Tuesday, August 16, 2011

SIBLING RIVALRY

Those with brothers or sisters growing up likely remember some form of sibling rivalry.  Kids today probably aren't too different in that they are often aware of what the other has be it tennis shoes, the particular size of a piece of pie to something as mundane as who gets to ride shotgun.  Sports makes for easy enough rivalries and you even see some of it outdoors hunting or fishing.

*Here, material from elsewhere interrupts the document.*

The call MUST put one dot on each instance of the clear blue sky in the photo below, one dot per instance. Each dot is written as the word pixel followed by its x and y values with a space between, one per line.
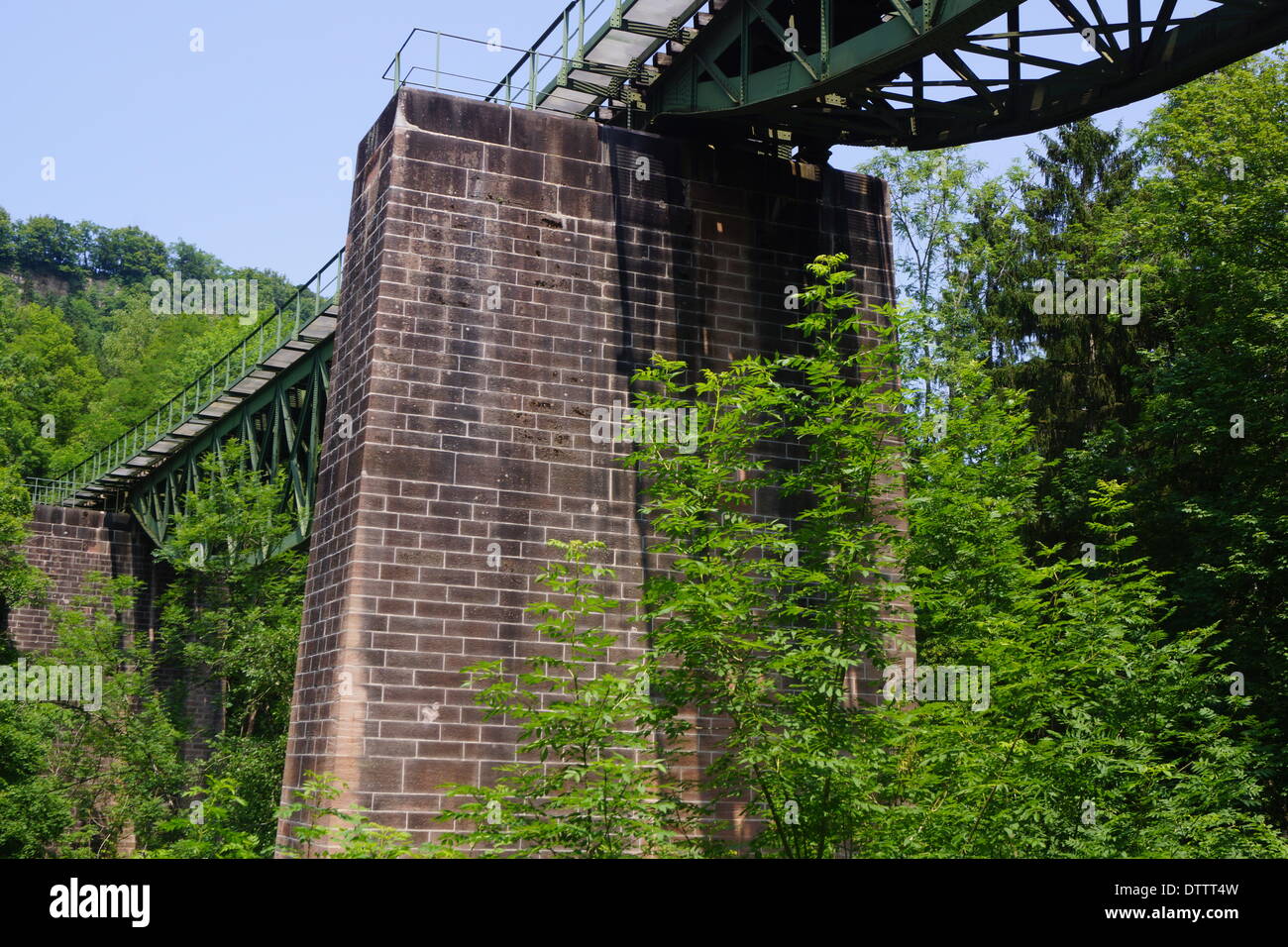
pixel 235 149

My twin 12-year-old boys aren't terribly competitive with one another.  There's plenty of sibling rivalry but it isn't over the top crazy.  They're generally pretty good kids who do well in school and mind my wife and I most of the time.  If they'd just learn to pick up after themselves there's a good chance we'll keep them.   

On our fishing trips they often keep track of (unlike where they left their shoes, homework, drink or television remote) the number of fish they catch.  They generally say it's just so they'll know, but in reality it's likely to see if they one-upped the other.  I guess even adult anglers fall into that category on occasion.   

If I'm lucky, the fishing is good enough they lose track.  It's easy to keep tabs on a handful of fish but much harder to mentally tally 30 or 40.  If they lose track much of the individual rivalry is gone and the focus becomes the fishing.  Such was the case on the first trip to a new pond earlier this summer.

A friend got us permission to fish and the landowners were gracious hosts.  We got to the pond with a few hours of daylight remaining.  The boys waded the shallows and each cast a spinnerbait.  We fished quite a while before they got any kind of pattern going and then the action heated up as they learned to discern a bite from moss.  As the sun set, each boy was catching bass in several year-class sizes almost on every cast.  It was fun to watch and I'm guessing they caught 50-60 bass between them  It was a beautiful night regardless the tally and fish up to nearly 4 pounds will live in their memory banks for a long time.

The boys caught plenty of bass.  They chattered non-stop on the way home about how much fun they'd had, their nearly-bloody thumbs and the ones that got away.  The sibling rivalry was ALMOST forgotten.  But since they couldn't argue numbers, talk turned to the BIGGEST fish of the evening.  "My bass could eat your bass!" one said jokingly.

I guess boys will always be boys and sibling rivalry, in one form or another, is alive and well!